Modern olan, kadim olandan bir kopuştu ve köksüzlüğe doğru evirildi. Modern kelimesinin moda kelimesiyle ilişkisi hatırlanır ve bu köksüzleşmenin mobil olmayı, hızlı değişimi kolaylaştırdığı ve dolayısıyla tüketime bir dinamizm kazandırdığı düşünülürse ve bir de bütün bunlar ekonomi ile ilişkilendirilirse modernin ne olduğu biraz daha anlaşılır olmaktadır. Modern olan gelenekten uzaklaşır ve hatta kopar. Jacoby’nin ifadesi ile modernizm bir bellek yitirimi (Russel Jacoby; Belleğini Yitirmiş Toplum, Ayrıntı Yayınları, Ekim 1996.) sonucunda kendisine bir yol bulur ve orada büyür, gelişir. Gelenekten kopan modern, geleneklerin oluşmasını da engeller. bunun yerine trendler oluşturur. Kitleler bu trendler sayesinde sürüklenir. Evlerimizi de bu trendler belirler.

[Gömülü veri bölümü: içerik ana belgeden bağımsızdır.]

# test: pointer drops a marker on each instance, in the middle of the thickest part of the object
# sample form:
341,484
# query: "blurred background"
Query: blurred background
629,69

Bu kökten sıyrılma, “bağımsızlık” ve “özgürlük” evden de kaçışın yolunu açmıştır. Ev özgürlüğün alanı olmaktan çıkmış, tutsaklık alanına dönüşmüştür. Bu yüzden daha az yaşanılır bir yer hâlini almıştır. Zaten modern insan yaşamını dışarıda kurgulamıştır. Kadın, erkek ve çocuk için evde olmak arızi bir durumdur, asıl olan dışarıda olmaktır. Çünkü dışarı görünebilmenin ve yükselebilmenin alanıdır. Ev ise gözden ırakta olmanın, işlevsizleşmenin ve hatta gittikçe değersizleşmenin alanıdır.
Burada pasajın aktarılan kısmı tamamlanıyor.